Urteil

  • "Manche Menschen urteilen freventlich nicht aus Verbitterung, sondern aus Stolz. Sie meinen ihre eigene Ehre in dem Maß zu steigern, als sie die des anderen herabsetzen: freche und anmaßende Leute, die sich selbst bewundern und sich so erhaben dünken, dass alle Menschen in ihren Augen unbedeutend sind und tief unter ihnen stehen."
    (DASal 1,175f)

  • "Das freventliche Urteilen müssen wir in seinen Ursachen bekämpfen. Es gibt Menschen mit verbittertem, essigsaurem, vergrämtem Charakter, die alles bitter und sauer machen, was sie anfassen, und wie der Prophet Amos (6,3) sagt, jedes Urteil mit Wermut tränken, die über den Nächsten nicht anders als mit unerbittlicher Strenge urteilen."
    (DASal 1,175)

  • "So musst auch du immer zugunsten des Nächsten urteilen, soweit es nur möglich ist.

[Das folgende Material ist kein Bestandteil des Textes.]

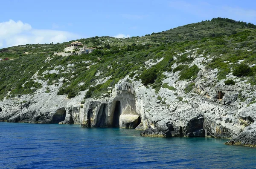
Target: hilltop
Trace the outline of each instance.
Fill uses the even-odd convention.
[[[0,62],[0,119],[236,137],[255,124],[256,29],[218,18],[141,37],[0,49],[9,58]],[[75,41],[96,49],[54,55]]]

Hätte eine Handlung hundert Gesichter, so sollst du das schönste ansehen."
    (DASal 1,177)

  • "Das Laster des freventlichen Urteils ist eine geistige Gelbsucht; sie lässt in den Augen der von ihr Befallenen alles schlecht erscheinen. ... Sind deine Affekte, deine Gesinnung gütig, so wird auch dein Urteil gütig sein; sind sie liebevoll, wird auch dein Urteil liebevoll sein."
    (DASal 1,177)

  • "Unsere Seele hat zwei Kinder; eines davon ist das eigene Urteil, das andere der Eigenwille. Beide wollen ihren Platz, das Urteil zur Rechten, der Wille zur Linken. Ja, denn unser Urteil will über allem anderen stehen und sich nicht unterwerfen, ebenso wenig unser Eigenwille."
    (DASal 9,242f)

  • "Hüten Sie sich davor, sich in Liebschaften zu verstricken, ich bitte Sie, und gestatten Sie sich nicht, dass Liebesgefühle Ihr Urteil und Ihre Vernunft bei der Bewerbung um liebenswürdige Wesen überrumpeln; denn wenn einmal das Gefühl seinen Lauf genommen hat, schleift es die Urteilskraft wie einen Sklaven zu einer nicht ratsamen Bewerbung nach, der bald die Reue auf dem Fuß folgt."
    (DASal 6,198)

  • "Das freventliche Urteil bewirkt Unruhe, Verachtung der Mitmenschen, Hochmut, Selbstgefälligkeit und viele andere schädliche Folgen, unter denen die lieblose Nachrede eine der schlimmsten ist, eine wahre Pest der Gesellschaft."
    (DASal 1,179)

  • "Wenn Sie die Kanzel verlassen, so ergötzen Sie sich nicht damit, dass Sie jene eitlen Lobsprüche der Menge anhören: Oh! Wie trefflich hat er gepredigt! Welch eine schöne Sprache! Welch eine wissenschaftliche Tiefe! Welch ein bewunderungswürdiges Gedächtnis! ... - Nichts als eitles Geplauder ist dies; und so sprechen nur Leute, die gar kein Urteil haben."
    FRANZ VON SALES (nach Camus, S. 207)

  • "Die sich am meisten mit Verstand versehen glauben und sich auf die Schärfe ihres Urteils am meisten zugute tun, sind immer die kurzsichtigsten."
    FRANZ VON SALES (nach Camus, S. 13)

  • "Verrichte deine Arbeit niemals hastig, denn jede aufgeregte Hast trübt Vernunft und Urteil; damit hindert sie uns, eine Sache gut zu machen, auf die wir solch blinden Eifer verwenden."
    (DASal 1,134)

  • "Man behandelt manchmal die Schriftsteller zu hart. Man fällt sehr rasch ein strenges Urteil über sie und offenbart dabei selbst mehr an Taktlosigkeit, als jene an Unklugheit, da sie ihre Schriften voreilig veröffentlichten."